Under the Equality Act 2010, an individual is an employee and as such has protection against discrimination if they are engaged under "a contract personally to do work". In Town and Country Glasgow Ltd v Munro the EAT (Scotland) found that a freelancer was not engaged under such a contract because she had a genuine right to send a substitute to work on her behalf.
The claimant was engaged as a self-employed freelance receptionist. Although she was in a position of subordination in that the respondent directed her work, she did not receive holiday or sick pay, was responsible for her own tax affairs and could choose when she worked. In principle she could leave work at any point without providing a reason for doing so and if she did not want to work she could send a substitute from a pool of other freelancers. Theoretically she could also have sent someone not from that pool to work on her behalf, as long as they were competent. However, the employment tribunal found that the individual was nonetheless under a contract personally to do work because she was integrated into the organisation, she was very highly regarded by the respondent and in practice would never leave it "in the lurch" by leaving work when she wished.
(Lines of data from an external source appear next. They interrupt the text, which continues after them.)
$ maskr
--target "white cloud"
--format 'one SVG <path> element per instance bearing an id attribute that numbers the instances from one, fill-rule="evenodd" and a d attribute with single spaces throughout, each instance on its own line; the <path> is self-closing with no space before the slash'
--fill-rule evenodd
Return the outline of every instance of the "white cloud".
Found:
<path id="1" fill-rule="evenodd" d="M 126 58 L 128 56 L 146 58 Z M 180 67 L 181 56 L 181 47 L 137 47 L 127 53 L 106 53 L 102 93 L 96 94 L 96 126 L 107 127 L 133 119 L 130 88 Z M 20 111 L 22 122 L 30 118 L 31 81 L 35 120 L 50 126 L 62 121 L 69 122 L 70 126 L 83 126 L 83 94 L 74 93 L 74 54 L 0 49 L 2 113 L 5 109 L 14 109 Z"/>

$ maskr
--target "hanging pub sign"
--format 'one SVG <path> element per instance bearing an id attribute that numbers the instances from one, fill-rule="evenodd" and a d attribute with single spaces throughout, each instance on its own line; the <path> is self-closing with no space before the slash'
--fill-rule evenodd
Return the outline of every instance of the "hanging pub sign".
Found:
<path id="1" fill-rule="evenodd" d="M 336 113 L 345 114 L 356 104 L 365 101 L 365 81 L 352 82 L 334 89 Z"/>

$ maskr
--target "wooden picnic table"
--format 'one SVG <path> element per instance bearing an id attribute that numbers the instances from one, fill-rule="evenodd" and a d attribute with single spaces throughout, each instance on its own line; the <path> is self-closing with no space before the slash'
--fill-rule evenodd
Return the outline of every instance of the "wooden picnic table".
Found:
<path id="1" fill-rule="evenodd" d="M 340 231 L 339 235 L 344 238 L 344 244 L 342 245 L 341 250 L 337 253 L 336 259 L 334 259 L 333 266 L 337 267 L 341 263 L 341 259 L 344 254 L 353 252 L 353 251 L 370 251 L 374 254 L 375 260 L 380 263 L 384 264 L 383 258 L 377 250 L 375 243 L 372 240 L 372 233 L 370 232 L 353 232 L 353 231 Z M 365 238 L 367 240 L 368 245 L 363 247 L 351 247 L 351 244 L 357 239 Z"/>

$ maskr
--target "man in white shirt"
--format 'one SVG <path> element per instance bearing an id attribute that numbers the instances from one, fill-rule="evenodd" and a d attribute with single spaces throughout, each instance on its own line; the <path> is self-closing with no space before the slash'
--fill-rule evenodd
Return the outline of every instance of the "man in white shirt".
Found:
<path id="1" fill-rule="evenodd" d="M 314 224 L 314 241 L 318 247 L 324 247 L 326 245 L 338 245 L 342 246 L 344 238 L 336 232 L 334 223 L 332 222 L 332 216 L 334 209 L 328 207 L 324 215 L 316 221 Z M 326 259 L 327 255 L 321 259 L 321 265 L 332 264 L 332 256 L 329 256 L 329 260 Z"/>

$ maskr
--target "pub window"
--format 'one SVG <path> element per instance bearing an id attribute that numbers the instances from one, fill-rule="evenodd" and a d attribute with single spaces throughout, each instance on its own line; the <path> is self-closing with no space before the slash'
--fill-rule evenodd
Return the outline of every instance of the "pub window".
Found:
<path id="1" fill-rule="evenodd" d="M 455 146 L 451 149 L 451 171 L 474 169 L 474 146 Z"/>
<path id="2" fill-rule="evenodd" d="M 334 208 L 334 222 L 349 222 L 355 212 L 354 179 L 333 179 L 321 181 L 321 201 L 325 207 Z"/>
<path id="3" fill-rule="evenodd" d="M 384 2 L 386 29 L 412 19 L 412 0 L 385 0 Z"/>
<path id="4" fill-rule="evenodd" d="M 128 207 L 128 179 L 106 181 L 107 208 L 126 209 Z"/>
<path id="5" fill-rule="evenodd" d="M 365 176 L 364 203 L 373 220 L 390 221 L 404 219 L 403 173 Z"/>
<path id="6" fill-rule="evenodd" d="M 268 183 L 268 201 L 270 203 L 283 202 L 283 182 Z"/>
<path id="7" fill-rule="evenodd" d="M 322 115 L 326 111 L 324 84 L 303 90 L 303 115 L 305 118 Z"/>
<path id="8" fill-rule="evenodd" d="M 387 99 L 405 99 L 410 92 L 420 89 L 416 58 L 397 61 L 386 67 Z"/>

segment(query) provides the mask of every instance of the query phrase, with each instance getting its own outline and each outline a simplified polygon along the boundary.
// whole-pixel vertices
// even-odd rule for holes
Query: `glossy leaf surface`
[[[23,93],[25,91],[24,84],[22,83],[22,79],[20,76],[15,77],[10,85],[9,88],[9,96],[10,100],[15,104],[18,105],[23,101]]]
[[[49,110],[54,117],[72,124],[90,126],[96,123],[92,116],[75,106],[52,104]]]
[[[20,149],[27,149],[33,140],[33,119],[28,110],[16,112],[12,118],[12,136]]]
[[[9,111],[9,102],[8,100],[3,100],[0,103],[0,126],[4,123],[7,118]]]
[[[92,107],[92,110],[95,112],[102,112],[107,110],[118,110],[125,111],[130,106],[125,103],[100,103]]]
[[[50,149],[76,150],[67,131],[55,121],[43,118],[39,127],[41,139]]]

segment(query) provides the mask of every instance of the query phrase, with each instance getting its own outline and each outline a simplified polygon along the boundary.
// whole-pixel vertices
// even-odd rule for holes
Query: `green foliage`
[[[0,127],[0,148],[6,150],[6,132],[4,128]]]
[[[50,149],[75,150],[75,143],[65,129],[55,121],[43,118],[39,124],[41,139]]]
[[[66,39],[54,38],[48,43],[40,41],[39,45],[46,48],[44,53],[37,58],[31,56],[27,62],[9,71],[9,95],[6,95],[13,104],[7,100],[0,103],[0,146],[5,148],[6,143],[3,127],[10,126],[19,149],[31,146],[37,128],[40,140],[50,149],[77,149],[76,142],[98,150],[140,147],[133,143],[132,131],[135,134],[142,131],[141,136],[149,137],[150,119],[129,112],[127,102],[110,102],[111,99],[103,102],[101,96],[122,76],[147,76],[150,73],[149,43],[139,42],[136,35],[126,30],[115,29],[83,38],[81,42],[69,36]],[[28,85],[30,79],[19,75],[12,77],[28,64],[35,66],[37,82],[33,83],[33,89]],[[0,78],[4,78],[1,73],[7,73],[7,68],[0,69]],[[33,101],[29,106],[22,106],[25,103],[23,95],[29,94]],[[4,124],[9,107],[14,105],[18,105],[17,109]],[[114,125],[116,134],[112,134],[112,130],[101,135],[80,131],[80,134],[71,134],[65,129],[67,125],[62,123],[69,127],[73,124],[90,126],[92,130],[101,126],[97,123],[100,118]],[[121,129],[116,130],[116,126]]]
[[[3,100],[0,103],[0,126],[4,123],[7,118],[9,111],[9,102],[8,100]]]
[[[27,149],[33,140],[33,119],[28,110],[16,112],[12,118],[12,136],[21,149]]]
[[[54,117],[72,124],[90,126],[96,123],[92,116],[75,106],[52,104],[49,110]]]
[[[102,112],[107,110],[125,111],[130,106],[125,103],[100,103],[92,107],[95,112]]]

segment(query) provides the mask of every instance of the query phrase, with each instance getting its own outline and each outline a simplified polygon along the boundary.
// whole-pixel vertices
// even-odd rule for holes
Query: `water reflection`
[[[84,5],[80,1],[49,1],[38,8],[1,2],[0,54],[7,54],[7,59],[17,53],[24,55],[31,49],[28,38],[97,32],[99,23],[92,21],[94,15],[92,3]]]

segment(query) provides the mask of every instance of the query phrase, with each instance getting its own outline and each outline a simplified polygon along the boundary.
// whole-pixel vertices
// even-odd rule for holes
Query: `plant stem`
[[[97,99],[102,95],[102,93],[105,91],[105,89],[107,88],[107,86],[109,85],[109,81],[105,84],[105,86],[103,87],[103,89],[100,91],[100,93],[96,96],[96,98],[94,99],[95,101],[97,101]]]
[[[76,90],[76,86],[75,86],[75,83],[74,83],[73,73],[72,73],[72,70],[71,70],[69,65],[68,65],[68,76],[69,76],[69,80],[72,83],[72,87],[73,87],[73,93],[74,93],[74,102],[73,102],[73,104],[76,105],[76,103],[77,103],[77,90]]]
The EAT sitting in Scotland overturned the decision. The tribunal had not given sufficient weight to the right of substitution and the fact that in practice the respondent and claimant had co-operated over working hours did not mean that this was what was required by the contract. In fact, the claimant had walked out of the office when she realised that her services would not be required over the Christmas period because of seasonal variations in work. Although this was a breach of behavioural norms, it was not a breach of contract and she was entitled to leave. As her role could be performed by a substitute and she was at liberty to decide whether to work or not, this was not a contract personally to do work and she was not an employee for the purposes of bringing a discrimination claim.